When I had been given the better part of 8gb of logs recently and was playing with a trial licence of splunk, I was in between a rock and a hard place. I had a string to search for, but wouldn’t be able to ingest that amount of log content within the tight time-frame.
So, enter grep! If you’re new to linux tools, grep searches the contents of files for text. It can even search binary files if you use the right switch, but i’ll tell you about that in a moment.

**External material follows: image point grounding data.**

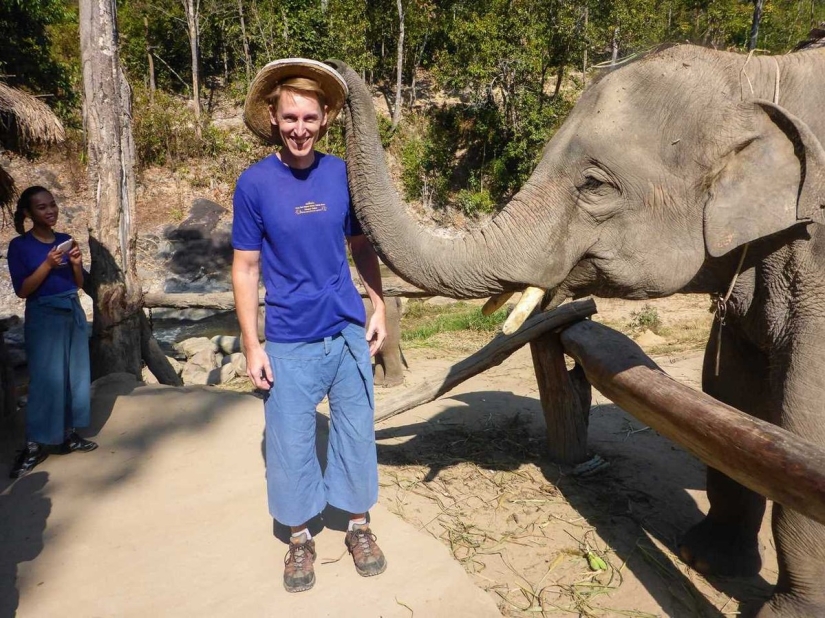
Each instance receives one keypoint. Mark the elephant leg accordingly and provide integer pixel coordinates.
(392, 363)
(726, 541)
(388, 369)
(800, 542)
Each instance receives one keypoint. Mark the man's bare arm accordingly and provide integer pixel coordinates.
(245, 277)
(366, 263)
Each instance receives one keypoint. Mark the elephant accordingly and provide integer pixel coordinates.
(388, 368)
(684, 170)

So I had a string to search for right? Here’s the syntax:
grep -r “10.1.1.1” Webserver\ Logs/ > IPoutput.txt
So what is all this then? Let’s break it down:
grep -r (the -r switch is recursive, so it will go through all of the upcoming directories)
I’ve put the string that i’m searching for into inverted commas “10.1.1.1”
This bit is tricky. I typed ‘Webser’ without the apostrophes, and then pressed TAB. This is the biggest trick in Linux. TAB performed an autocomplete for me, including the escape character ‘\’. That means because there was a space, the ‘\’ means ignore the space.
‘>’ simply redirects the output from the screen to the txt file IPoutput.txt. I’m a Windows person so I’m used to putting extensions on the ends of my files.
I then went from 7.5gb of logs to about 10mb, which was easily imported into Splunk. Happy Days! Hope you have a great weekend.